A BAHAMIAN hotel worker who slipped near a swimming pool before undergoing major spinal surgery has lost his final appeal in London, with the Privy Council ruling that his employer was not negligent and that his dismissal claim was too poorly pleaded to succeed.

In a new judgment, the Board dismissed the appeal brought by Tyson Strachan against Albany Resort Operator Ltd, bringing to an end a legal fight that began more than a decade after a workplace accident at the Albany resort on New Providence.

The ruling closes the door on two claims. One alleged that Albany failed to provide a safe place of work after Mr Strachan slipped on wet tiles while on duty. The other argued that he was unfairly disengaged from his employment while on sick leave.

The judges accepted that Mr Strachan had been injured in the fall and rejected earlier findings that he had failed to prove any damage at all. They said his unchallenged evidence showed that he suffered at least significant soft-tissue injuries to his neck and back, requiring hospitalisation and physiotherapy.

But the Board was clear that injury alone was not enough.

On the evidence, they said, the presence of water near the pool area did not arise from any lack of care on the part of the resort. The tiles where Mr Strachan was found to have slipped were rough-textured sandstone, designed to reduce the risk of slipping when wet. There was no proof they were unsuitable, nor any evidence that Albany or another employee had negligently caused or ignored a hazard.

The only explanation offered at trial for the wet surface was rain earlier that morning. There was no evidence about how long the tiles had been wet, whether other staff had been in the area, or whether warning signs were reasonably required for outdoor poolside tiles designed to cope with water. Mr Strachan himself, whose job included checking for slipping hazards, said he had not noticed any water despite repeatedly crossing the same spot moments before he fell.

In those circumstances, the Board said, the trial judge was entitled to find that the accident was not the result of negligence. The Court of Appeal had been right to uphold that conclusion.

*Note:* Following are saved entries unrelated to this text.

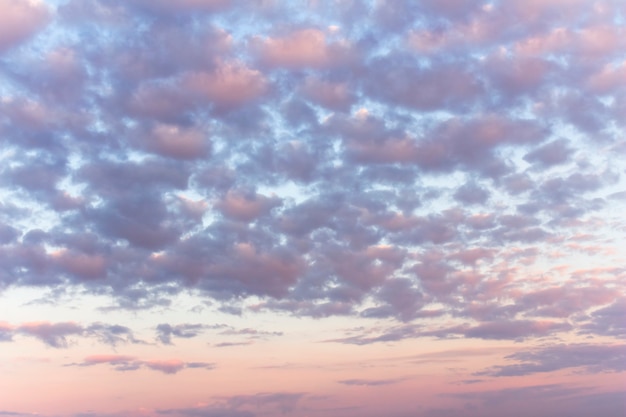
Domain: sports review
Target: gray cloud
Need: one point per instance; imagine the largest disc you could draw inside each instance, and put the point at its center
(392, 164)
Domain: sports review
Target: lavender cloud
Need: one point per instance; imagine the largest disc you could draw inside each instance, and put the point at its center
(376, 167)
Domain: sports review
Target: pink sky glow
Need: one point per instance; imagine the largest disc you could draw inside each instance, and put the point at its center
(230, 208)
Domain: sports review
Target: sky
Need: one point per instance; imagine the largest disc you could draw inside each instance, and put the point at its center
(229, 208)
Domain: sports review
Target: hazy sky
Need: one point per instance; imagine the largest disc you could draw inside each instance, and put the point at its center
(229, 208)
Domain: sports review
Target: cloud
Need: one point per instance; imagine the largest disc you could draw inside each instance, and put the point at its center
(124, 363)
(57, 335)
(369, 382)
(316, 168)
(303, 48)
(52, 334)
(591, 358)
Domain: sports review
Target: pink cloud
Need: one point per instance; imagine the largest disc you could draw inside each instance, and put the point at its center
(246, 206)
(176, 141)
(52, 334)
(335, 96)
(170, 366)
(84, 266)
(111, 359)
(303, 48)
(19, 20)
(229, 85)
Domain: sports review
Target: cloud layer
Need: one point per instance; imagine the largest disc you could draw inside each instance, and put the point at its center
(384, 166)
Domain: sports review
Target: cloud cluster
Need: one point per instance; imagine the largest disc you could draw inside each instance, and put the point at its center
(386, 166)
(124, 363)
(57, 335)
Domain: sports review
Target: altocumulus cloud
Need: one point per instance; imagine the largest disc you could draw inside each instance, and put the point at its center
(384, 167)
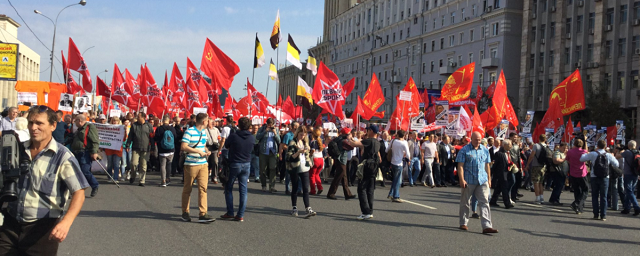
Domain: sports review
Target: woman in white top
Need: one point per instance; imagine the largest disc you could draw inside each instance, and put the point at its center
(399, 148)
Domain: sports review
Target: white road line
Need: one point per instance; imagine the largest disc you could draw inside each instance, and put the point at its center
(540, 206)
(414, 203)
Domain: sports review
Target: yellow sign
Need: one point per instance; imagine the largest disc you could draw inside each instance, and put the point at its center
(8, 61)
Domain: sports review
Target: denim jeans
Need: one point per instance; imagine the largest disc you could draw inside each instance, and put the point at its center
(630, 182)
(558, 185)
(238, 171)
(397, 180)
(414, 170)
(113, 164)
(616, 192)
(84, 159)
(255, 166)
(599, 190)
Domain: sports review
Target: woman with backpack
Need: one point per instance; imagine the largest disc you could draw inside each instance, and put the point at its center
(165, 138)
(299, 164)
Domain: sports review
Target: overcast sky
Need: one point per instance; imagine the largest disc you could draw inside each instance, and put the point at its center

The appeal also failed on Mr Strachan’s claim that he had been unfairly disengaged from his employment after the accident.

The Board described that claim as wholly inadequate from the start. His pleadings did not explain whether he was alleging a breach of contract, a statutory unfair dismissal, or a claim for lost earnings. They did not identify what made the termination unfair or what remedy he sought.

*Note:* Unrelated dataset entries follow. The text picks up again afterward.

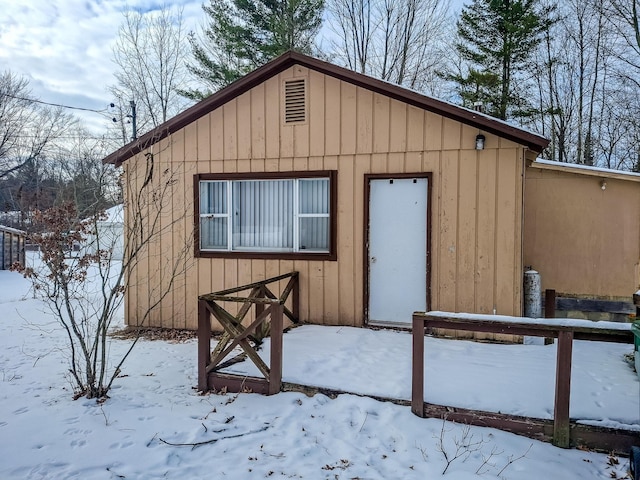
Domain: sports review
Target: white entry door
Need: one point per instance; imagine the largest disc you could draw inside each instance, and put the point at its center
(397, 249)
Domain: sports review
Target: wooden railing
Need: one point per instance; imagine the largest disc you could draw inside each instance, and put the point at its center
(269, 312)
(560, 431)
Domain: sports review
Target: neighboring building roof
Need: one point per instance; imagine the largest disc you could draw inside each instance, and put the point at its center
(585, 170)
(470, 117)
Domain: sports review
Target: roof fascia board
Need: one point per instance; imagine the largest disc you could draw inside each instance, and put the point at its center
(574, 169)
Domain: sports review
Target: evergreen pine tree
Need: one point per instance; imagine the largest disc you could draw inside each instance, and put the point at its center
(242, 35)
(498, 38)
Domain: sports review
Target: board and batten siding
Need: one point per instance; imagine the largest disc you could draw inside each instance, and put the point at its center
(476, 199)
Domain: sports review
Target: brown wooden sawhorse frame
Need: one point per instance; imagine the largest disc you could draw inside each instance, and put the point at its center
(560, 431)
(267, 307)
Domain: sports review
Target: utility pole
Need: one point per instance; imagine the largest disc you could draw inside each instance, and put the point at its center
(133, 120)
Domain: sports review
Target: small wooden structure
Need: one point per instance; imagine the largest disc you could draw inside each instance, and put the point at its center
(561, 431)
(13, 243)
(268, 307)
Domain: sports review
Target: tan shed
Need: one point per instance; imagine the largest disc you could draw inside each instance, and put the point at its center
(379, 196)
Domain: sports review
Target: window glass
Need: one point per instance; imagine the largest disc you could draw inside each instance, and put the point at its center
(314, 195)
(314, 233)
(213, 233)
(262, 215)
(281, 215)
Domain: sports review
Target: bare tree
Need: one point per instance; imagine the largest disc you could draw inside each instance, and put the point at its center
(149, 53)
(395, 40)
(624, 17)
(27, 128)
(83, 281)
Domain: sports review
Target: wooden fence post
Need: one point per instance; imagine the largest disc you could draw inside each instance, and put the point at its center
(549, 303)
(204, 345)
(417, 370)
(275, 366)
(561, 433)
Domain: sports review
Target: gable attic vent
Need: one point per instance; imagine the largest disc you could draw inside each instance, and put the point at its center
(294, 101)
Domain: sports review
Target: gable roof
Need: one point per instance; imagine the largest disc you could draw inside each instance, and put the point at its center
(470, 117)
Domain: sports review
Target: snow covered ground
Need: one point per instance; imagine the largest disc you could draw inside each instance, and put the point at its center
(44, 434)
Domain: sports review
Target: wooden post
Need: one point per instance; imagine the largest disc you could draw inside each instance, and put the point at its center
(295, 299)
(561, 433)
(204, 345)
(417, 370)
(549, 303)
(275, 366)
(549, 309)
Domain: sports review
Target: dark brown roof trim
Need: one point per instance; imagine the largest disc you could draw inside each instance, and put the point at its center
(286, 60)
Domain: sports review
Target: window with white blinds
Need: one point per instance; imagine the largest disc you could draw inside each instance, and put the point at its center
(271, 215)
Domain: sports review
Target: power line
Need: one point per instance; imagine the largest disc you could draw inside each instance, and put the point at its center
(33, 100)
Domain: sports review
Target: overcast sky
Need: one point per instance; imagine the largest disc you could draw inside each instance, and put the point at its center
(64, 46)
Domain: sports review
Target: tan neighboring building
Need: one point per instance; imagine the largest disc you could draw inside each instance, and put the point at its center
(582, 230)
(386, 201)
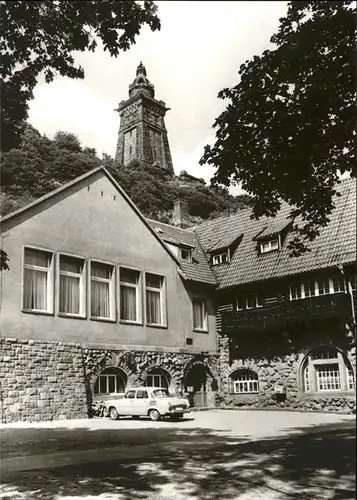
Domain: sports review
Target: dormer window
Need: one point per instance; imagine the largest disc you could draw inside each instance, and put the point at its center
(185, 254)
(220, 258)
(269, 245)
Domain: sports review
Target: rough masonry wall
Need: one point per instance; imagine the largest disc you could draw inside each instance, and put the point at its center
(41, 380)
(281, 368)
(45, 380)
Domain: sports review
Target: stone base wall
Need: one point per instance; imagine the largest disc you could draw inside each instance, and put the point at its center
(282, 366)
(43, 380)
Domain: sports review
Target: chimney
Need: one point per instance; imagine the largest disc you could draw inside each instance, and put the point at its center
(180, 215)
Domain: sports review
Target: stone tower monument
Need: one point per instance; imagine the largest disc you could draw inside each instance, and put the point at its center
(142, 132)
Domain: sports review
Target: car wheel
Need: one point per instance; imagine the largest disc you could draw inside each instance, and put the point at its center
(113, 413)
(154, 415)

By the time the case reached London, his lawyers clarified that the claim was a common-law breach of contract argument. They accepted that, absent special terms, an employer was entitled to terminate employment by giving notice or paying in lieu.

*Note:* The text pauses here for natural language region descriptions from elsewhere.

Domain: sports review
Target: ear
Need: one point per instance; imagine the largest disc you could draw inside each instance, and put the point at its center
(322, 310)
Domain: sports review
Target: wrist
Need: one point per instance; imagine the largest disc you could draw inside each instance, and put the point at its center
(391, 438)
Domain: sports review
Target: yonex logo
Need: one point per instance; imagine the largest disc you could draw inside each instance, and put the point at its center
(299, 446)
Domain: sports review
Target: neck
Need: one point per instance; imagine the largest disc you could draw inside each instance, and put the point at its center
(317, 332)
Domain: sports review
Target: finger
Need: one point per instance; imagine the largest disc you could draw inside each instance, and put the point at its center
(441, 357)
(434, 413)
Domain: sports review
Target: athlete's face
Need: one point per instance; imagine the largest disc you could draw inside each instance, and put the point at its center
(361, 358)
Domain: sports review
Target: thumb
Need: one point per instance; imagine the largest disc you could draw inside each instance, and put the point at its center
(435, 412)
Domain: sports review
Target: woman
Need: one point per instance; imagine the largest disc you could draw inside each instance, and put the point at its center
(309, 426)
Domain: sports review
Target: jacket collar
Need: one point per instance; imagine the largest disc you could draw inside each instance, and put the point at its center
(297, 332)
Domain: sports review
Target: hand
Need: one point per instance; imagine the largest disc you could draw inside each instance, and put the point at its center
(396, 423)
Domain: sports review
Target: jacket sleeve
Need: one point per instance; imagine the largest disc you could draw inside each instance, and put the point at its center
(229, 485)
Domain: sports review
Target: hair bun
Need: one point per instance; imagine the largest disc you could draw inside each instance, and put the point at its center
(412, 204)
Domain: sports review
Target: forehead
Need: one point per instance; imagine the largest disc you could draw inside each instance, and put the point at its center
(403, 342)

Albany had done just that. In a termination letter dated December 2 2013, the company said it was acting in compliance with the Employment Act and enclosed a cheque covering vacation pay, notice pay and severance, described as “FULL AND FINAL SETTLEMENT” of Mr Strachan’s employment.

His counsel argued that the termination was communicated months later and that the payments might not have covered the entire period or associated benefits such as medical insurance. But the Board said those points were never properly raised or supported by evidence at trial.

Mr Strachan did not calculate what additional sums he claimed, did not seek discovery to clarify them, and did not give evidence that the payments were inadequate. Even before the Privy Council, his lawyers could not say what notice entitlement he was owed.

The claim, the judges said, remained opaque and unparticularised throughout.

“It is elementary that a claim must be particularised and there must be evidence to support it,” the Board held, agreeing with both the trial judge and the Court of Appeal that the dismissal claim could not succeed.